There’s a certain warmth to a room designed by Tiffany Skilling. It’s wonderfully collected, quietly glamorous, and rewards curiosity, with a new antique or pattern to discover around every corner. It’s the hallmark of a designer confident in their aesthetic—but Skilling would be the first to admit that her now-thriving namesake firm didn’t begin with certainty. Instead, her career has been shaped by learning to trust her instincts, long before she felt fully validated by them. “There were moments that felt very much like fake it until you make it,” Skilling admits of her early years in business. “Ultimately, I learned that confidence is built through doing the work, not waiting for permission.”
Even as a child, Skilling had a heightened awareness of how a room could make you feel. “Even before I understood what interior design was, I recognized that certain rooms made me feel calm, inspired, or curious,” she says. Still, it would be a while before she made her way into the interiors world. After studying apparel and textile design at Michigan State, Skilling built a career in fashion and event design, honing an eye for storytelling and visual composition, albeit in a different medium. It was a world she was deeply entrenched in when the 2008 financial crisis hit, forcing her to press pause and rethink her way forward.
She’d been renovating her home at the time, and the combination of the two major life events set her next chapter in motion. “Those moments forced me to reevaluate what I was building and what felt most natural,” she says. “Creating my own home reminded me how deeply I connected to space.” A stint with Munder Skiles followed, and by 2015, she had officially launched Tiffany Skilling Interiors. Now boasting a 23-person roster, the Indianapolis-based studio has evolved to include two luxury retail stores and an in-house upholstery workroom—a “fully integrated ecosystem,” as Skilling describes it, built around craftsmanship, customization, and long-term relationships.
“Some of my earliest residential clients truly took a chance on me when Tiffany Skilling Interiors was still in its infancy,” she explains of the projects that got her on the map. “They trusted my perspective and allowed me to fully articulate a vision in their homes, giving me the confidence to refine our storytelling-through-design philosophy and build a portfolio that reflected the type of work we want to continue attracting.”
Get to Know Tiffany
House Beautiful: What’s something about your business most people don’t understand?
Tiffany Skilling: Many people see the finished spaces or the retail stores, but what they don’t see is the depth of responsibility behind the work. We operate as a fully integrated ecosystem, from luxury residential design to our retail destinations to our in-house upholstery workroom. We invest in preserving architectural heritage, mentor the next generation through our apprenticeship program, and support community initiatives across Indianapolis. Our philanthropic and outreach efforts are not separate from the business—they are part of how we define success.

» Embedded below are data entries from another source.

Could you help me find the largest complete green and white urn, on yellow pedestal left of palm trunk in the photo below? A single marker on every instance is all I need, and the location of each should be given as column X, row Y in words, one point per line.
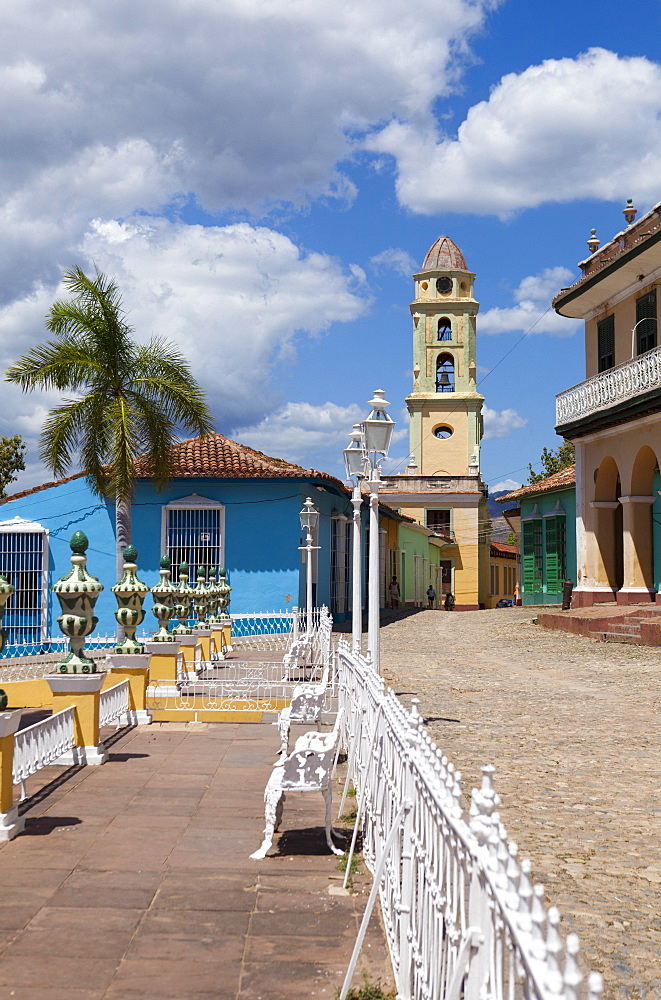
column 77, row 593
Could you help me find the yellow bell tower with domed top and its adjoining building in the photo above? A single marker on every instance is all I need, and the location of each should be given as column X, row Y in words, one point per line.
column 441, row 487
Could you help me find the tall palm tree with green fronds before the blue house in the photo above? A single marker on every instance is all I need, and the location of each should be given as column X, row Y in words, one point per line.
column 129, row 400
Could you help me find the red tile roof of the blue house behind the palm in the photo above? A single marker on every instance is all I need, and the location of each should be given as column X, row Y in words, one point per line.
column 212, row 457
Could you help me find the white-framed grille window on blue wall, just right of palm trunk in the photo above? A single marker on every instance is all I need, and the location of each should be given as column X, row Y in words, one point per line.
column 193, row 535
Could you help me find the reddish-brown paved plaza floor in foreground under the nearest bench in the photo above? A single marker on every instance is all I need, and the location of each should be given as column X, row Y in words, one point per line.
column 133, row 879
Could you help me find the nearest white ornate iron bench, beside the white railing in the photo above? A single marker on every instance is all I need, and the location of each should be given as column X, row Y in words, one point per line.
column 307, row 769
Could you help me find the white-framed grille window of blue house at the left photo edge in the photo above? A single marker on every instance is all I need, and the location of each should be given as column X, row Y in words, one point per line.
column 22, row 561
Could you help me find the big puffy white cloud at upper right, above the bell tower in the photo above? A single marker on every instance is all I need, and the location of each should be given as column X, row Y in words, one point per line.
column 566, row 129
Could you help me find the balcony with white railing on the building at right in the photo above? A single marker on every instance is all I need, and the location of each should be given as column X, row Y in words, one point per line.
column 623, row 393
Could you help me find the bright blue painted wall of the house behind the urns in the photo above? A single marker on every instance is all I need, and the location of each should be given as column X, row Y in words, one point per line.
column 262, row 535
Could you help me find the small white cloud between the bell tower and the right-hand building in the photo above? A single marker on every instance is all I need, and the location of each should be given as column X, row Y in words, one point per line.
column 532, row 312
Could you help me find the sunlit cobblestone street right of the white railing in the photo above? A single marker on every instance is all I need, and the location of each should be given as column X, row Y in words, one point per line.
column 572, row 726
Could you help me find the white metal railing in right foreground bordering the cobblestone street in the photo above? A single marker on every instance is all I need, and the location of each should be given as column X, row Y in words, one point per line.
column 462, row 916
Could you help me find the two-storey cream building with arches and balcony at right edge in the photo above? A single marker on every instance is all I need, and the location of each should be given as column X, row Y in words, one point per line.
column 614, row 416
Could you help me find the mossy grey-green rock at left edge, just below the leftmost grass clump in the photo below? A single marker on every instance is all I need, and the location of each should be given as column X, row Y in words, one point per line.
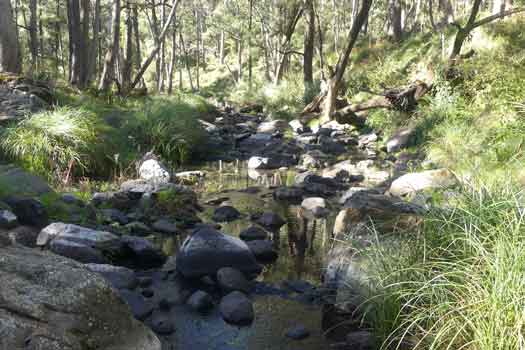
column 15, row 181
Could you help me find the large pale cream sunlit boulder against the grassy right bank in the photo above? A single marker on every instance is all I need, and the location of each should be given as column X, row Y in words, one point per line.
column 426, row 180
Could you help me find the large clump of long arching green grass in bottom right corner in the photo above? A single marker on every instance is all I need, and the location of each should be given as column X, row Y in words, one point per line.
column 458, row 283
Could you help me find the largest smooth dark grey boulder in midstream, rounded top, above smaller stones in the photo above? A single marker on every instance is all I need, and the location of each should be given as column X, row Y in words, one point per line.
column 208, row 250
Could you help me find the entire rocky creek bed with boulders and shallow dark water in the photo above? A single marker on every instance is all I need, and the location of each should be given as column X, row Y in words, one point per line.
column 247, row 252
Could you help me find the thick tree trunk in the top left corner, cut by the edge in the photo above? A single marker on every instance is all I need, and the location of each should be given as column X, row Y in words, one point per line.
column 9, row 46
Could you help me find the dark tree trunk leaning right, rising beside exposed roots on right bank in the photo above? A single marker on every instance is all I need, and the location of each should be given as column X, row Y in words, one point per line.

HB: What materials, palettes, or details are you drawn to again and again?
TS: Unlacquered brass is a constant for me. I love the way it patinas and tells a story over time. Textural and patterned wallpapers and fabrics are another signature. They create layers, movement, and personality. I rarely design a room without thinking about how those materials can add richness and dimension.
HB: Is there a historical era, culture, or art movement that informs your work?
TS: I am consistently inspired by Art Deco for its bold geometry and glamour, as well as Rococo and 16th- to 18th-century European design for their ornamentation, craftsmanship, and reverence for detail. There is something timeless about those periods that continues to inform how I think about proportion and layering.
At the same time, I love an unexpected juxtaposition, especially incorporating something more primitive or raw alongside those refined references. That tension between polished and imperfect, ornate and elemental, is where a space begins to feel dynamic and alive.
HB: What emotion do you most want someone to feel when they enter your spaces?
TS: A sense of wonder. I want there to be an immediate feeling of wow, even if they cannot quite articulate why. The space should feel layered and intriguing, but also balanced and grounded. It should draw you in, make you curious, and at the same time feel completely livable and natural.
HB: What do clients hire you for that they can’t get anywhere else?
TS: Clients hire us for an elevated reflection of themselves. We push boundaries thoughtfully and challenge them to think differently about how they live and what their home can be. We are not afraid of color, and we use it to create depth, emotion, and identity within a space.